Ya no estaba escuchando, la confusión, el tedio, el encierro, por separado y todo junto, hicieron que mi foco de atención se desviara, se descentrara y cesara. Perdí la concentración y la recuperé en un instante, pero aplicada en otro plano: una introspección mal hecha que me hizo dar cuenta de ciertas cuestiones. Al parecer, ya no estaban conmigo la sensatez, la discreción ni la sanidad mental.
—La próxima vez que me digas ‘guardia’ voy a hacer que lo lamentes —me dijo el enfermero.
—La próxima vez que lo lamente vas a necesitar un guardia —le respondí, con más velocidad de la que mi salud necesita.
Siempre me atacaban. El enfermero (quien insistía con que yo lo llamaba ‘guardia’), el enfermero (quien no necesitaba de una ofensa mía para golpearme) y el enfermero (quien se reía de todo). Me gustaba cuando se excedían con los sedantes porque la silla de ruedas era nueva. Sobre todo cuando es otoño porque prefiero leer con luz natural. ¿Dónde estaba el libro que dejé sin terminar la semana pasada?
—Lo siento, señor, si quiere se lo reservo —me dijo la bibliotecaria.
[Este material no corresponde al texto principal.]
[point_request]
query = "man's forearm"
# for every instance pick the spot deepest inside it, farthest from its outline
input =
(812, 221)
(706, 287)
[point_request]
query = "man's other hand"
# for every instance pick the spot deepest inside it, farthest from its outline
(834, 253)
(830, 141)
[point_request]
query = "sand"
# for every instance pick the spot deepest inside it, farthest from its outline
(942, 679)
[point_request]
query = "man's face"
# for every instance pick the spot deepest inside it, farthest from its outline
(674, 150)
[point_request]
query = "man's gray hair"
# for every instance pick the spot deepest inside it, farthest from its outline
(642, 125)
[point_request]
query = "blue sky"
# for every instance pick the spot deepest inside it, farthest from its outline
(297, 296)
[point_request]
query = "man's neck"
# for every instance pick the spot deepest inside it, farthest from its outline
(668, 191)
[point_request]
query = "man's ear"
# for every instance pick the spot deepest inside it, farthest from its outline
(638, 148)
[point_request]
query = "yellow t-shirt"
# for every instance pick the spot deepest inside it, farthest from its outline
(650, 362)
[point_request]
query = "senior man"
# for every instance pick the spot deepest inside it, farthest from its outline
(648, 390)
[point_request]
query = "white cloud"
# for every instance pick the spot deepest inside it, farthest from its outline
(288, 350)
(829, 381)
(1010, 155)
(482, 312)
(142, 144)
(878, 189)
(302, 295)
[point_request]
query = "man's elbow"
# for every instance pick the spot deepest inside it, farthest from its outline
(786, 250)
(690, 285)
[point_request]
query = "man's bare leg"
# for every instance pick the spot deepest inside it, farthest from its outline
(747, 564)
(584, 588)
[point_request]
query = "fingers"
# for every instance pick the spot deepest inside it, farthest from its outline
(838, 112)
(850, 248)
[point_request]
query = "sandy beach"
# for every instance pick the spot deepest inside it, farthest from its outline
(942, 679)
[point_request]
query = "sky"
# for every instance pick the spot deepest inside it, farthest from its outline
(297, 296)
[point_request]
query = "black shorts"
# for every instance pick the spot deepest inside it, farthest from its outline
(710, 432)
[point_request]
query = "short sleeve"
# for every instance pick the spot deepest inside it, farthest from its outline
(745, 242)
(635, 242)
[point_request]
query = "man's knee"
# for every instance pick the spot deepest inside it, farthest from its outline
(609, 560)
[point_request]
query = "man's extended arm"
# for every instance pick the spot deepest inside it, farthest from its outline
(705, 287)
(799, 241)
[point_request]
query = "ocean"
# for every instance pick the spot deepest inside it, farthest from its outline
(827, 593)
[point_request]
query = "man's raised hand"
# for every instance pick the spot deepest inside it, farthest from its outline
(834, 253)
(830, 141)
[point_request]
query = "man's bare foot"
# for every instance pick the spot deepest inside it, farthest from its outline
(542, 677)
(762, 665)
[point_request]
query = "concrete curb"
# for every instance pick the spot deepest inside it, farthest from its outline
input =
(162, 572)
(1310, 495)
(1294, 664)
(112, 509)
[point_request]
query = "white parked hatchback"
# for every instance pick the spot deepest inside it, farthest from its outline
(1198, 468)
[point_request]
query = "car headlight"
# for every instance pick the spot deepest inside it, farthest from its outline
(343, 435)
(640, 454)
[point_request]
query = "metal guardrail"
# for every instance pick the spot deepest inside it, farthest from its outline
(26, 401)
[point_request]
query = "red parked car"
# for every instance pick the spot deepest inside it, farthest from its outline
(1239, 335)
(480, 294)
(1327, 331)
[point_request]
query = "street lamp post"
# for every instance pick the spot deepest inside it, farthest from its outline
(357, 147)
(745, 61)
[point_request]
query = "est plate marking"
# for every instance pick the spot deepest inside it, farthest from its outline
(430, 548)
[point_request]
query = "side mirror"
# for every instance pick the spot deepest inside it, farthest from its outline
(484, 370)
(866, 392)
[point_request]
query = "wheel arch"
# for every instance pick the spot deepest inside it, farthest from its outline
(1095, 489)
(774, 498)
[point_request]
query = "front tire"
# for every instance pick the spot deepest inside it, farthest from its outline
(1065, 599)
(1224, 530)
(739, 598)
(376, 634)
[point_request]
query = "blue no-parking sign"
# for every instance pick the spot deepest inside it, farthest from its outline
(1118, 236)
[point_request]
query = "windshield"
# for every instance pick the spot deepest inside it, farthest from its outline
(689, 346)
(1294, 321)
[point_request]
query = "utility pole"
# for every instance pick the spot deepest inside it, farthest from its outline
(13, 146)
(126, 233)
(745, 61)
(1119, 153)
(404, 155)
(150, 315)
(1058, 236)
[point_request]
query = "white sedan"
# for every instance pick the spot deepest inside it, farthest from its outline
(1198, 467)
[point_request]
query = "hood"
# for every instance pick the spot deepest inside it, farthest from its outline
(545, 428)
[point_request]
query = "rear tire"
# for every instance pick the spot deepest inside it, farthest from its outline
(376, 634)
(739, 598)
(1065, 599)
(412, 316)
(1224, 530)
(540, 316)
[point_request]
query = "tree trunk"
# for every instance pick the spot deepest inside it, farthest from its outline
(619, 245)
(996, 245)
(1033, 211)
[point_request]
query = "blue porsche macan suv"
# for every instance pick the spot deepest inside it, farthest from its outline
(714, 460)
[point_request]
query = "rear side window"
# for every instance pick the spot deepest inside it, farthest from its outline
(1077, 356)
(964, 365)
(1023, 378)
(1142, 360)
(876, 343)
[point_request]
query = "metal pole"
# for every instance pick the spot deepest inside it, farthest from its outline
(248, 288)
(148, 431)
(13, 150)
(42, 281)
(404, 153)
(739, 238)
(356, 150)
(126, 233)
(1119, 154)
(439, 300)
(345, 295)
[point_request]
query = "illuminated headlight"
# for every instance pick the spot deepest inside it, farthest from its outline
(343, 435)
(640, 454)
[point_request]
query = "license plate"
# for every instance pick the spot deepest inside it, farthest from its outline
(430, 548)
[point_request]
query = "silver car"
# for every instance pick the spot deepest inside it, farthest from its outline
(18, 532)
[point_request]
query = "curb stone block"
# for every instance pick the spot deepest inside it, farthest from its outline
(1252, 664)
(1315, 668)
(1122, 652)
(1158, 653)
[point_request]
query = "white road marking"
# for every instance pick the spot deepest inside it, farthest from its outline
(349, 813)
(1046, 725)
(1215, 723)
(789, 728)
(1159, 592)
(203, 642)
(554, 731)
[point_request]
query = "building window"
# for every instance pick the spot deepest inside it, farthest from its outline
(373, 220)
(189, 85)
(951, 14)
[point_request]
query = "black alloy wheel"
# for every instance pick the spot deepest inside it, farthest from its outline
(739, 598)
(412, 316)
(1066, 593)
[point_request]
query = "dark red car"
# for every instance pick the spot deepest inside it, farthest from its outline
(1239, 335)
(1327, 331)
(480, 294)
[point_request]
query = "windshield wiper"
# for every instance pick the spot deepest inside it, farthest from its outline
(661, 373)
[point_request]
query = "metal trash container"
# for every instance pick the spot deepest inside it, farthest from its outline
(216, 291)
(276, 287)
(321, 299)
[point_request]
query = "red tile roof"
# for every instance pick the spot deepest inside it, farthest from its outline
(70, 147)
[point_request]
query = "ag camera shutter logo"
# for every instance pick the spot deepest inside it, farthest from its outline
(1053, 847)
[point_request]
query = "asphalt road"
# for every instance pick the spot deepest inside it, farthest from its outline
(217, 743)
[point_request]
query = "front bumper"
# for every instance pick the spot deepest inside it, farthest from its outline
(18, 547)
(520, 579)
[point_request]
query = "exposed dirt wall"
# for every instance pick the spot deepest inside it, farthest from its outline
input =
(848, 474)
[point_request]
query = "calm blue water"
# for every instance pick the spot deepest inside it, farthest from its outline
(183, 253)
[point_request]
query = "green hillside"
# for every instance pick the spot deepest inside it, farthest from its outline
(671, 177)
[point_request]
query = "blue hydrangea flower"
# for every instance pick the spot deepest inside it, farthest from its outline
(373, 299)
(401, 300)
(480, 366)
—¿Otra vez?, bueno, gracias... vuelvo a pasar en unos tres días —fingí que no me molestaba.
Dos líneas de diálogo de despedida de compromiso después estaba caminando por la calle. Treinta metros de caminata en vano después estaba volviendo a la biblioteca. Si a la mitad de dicha distancia los dos libros que llevaba en la mochila hubiesen levantado vuelo (a pesar de lo pesado de sus tapas), diría que la lectura simultánea de ambos me había llegado a afectar profundamente. Por suerte no pude agregarle al cóctel ese tercero.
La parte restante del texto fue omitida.